An important shift in the significant properties discussion came with the general
acceptance that digital objects “do not need to remain in a state that is unchanged from their
original state in order for them to be considered authentic” (Wilson, 2007b, p.4). Instead, “A
record is considered essentially complete and uncorrupted if the message meant to communicate
in order to achieve its purpose is unaltered” (The National Archives, 2002, p.8, as quoted in
Wilson, 2007b, p.4). However, an ensuing problem results, because what is considered
“essential” may vary from audience to audience. For example, when looking at medieval
manuscripts, an audience interested in text analysis would consider the text of a document to be
essential, while an audience interested in literary metaphor would insist that the illustrative and
design components as important as the text. Unfortunately, despite a “pressing need” to “develop
a methodology, and begin identifying quantifiable sets of significant properties for specific
classes of digital object[s]” (Wilson, 2007b, p.7), there is no definitive set of significant
properties available.
Although some studies provide examples of significant properties for audio, email, raster
images, and structured text (Grace, 2009), the InSPECT Framework Report reflects a general
move towards developing a methodology or framework whereby “an evaluator operating in a
curatorial institution can determine the properties that they consider to be essential based on their
interpretation of acceptable loss” (Knight, 2009, p.9). To this end, institutions such as the Library
of Congress and the Florida Digital Archives have identified and posted the significant properties
of interest to their institution on their websites.

InterPARES 3 Project, TEAM Canada Page 4 of 22


General Study 19, General Study Report (v1.2)

B. Methods
Essentially, the research project relied selecting a workable number of file viewer
products, formats and files, and comparing each file displayed in the native application with the
same file displayed in a range of file -viewer software products. There were five phases to the
project: product selection; software comprehension; test environment set-up; file formats, file
properties, and files selection; and testing and data collection. With the exception of software
comprehension, all phases were run twice, with adjustments made between the two runs.
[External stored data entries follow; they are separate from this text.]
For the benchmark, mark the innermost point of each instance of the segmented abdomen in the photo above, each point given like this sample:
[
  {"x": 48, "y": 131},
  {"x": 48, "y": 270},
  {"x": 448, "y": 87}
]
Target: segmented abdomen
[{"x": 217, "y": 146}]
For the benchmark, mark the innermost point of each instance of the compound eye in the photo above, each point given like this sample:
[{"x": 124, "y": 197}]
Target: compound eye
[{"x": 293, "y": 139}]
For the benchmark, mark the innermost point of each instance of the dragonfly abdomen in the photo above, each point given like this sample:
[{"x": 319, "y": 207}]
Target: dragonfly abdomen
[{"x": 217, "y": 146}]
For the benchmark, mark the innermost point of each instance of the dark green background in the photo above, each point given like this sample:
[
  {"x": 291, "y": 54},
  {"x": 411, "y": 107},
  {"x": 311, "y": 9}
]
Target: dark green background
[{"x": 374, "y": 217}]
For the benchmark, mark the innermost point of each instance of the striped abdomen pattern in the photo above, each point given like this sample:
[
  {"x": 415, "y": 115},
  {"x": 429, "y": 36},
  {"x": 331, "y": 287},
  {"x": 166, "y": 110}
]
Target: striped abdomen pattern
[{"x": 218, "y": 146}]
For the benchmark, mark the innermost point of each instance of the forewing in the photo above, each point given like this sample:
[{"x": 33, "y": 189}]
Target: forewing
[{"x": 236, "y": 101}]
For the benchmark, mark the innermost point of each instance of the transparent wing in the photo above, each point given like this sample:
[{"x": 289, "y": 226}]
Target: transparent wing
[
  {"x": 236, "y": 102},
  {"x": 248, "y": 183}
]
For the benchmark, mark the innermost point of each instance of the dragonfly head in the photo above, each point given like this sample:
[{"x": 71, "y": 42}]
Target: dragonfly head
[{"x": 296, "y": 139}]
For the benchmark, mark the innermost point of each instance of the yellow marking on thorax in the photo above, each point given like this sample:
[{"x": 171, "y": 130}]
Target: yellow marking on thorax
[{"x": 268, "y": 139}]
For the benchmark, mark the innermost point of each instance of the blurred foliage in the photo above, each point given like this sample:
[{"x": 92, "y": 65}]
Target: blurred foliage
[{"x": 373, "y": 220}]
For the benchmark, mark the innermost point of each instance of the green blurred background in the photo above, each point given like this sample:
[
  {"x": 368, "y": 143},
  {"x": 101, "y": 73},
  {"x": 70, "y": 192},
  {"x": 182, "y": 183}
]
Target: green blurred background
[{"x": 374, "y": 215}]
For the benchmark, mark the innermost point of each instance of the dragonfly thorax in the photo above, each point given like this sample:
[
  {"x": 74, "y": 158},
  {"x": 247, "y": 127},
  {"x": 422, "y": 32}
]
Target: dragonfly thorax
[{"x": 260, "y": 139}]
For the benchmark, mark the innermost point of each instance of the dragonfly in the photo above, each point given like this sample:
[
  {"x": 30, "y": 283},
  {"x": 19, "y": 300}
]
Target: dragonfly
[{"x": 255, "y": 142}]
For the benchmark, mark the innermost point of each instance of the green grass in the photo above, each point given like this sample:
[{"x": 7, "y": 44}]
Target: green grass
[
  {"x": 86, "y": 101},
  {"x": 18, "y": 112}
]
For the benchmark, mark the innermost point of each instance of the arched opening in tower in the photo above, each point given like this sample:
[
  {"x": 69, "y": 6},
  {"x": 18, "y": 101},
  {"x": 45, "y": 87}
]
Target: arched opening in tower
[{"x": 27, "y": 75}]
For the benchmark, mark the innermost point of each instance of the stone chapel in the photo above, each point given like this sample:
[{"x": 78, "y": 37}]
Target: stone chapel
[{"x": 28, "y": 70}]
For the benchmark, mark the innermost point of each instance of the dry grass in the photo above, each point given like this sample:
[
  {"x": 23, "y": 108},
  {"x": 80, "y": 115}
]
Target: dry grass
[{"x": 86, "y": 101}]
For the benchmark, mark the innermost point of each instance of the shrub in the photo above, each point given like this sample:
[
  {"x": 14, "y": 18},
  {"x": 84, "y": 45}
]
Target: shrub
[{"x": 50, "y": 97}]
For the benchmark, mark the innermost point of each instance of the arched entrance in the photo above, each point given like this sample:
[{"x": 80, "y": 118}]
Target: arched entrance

At the
end of the project, the results from the second run were reviewed to see how well each file
viewer performed, and a determination was made as to whether the file viewer “passed” or
“failed” with regard to each file format.

Product Selection

The main criteria for selecting the file viewer products included affordability, ease-of-
access, and number of format categories covered. These three criteria can be explained as
follows. First, in the previous shared drive migration project, none of the five utility applications
cost more than $100 US per licence, and based on this experience, this amount was used as the
cut-off point for affordability. Second, due to information technology policies at the City of
Surrey, unsupported software cannot be loaded to office computers, and software is only
considered supported after being put through an internal review processes. Lacking a guarantee
that any of the software would be adopted by the co-investigators’ organizational unit, a personal
laptop was used for file viewer loading, meaning that only software compatible with a Windows
environment was loaded, and that higher-level programming abilities were not required for the
install. Third, format categories were loosely considered to be text, data, email, drawing, still
image, and moving image, and any file viewer selected was required to provide services for at
least two categories. Whether or not the file viewer offered integration with the ECM product
was noted, but if the file viewer met the other criteria, it was selected, regardless.
With these criteria in mind, a number of Google searches (e.g., “file viewers,” “universal
viewers,” “best file viewers”) were completed, resulting in a list of possible products. Next,
Download.com and SorceForge.net were used as qualifying resources. Download.com features
software reviews, technology news and software downloads. Their section on universal viewers
helped the co-investigators short list the top 15 products within the cost requirement. Once the

InterPARES 3 Project, TEAM Canada Page 5 of 22


General Study 19, General Study Report (v1.2)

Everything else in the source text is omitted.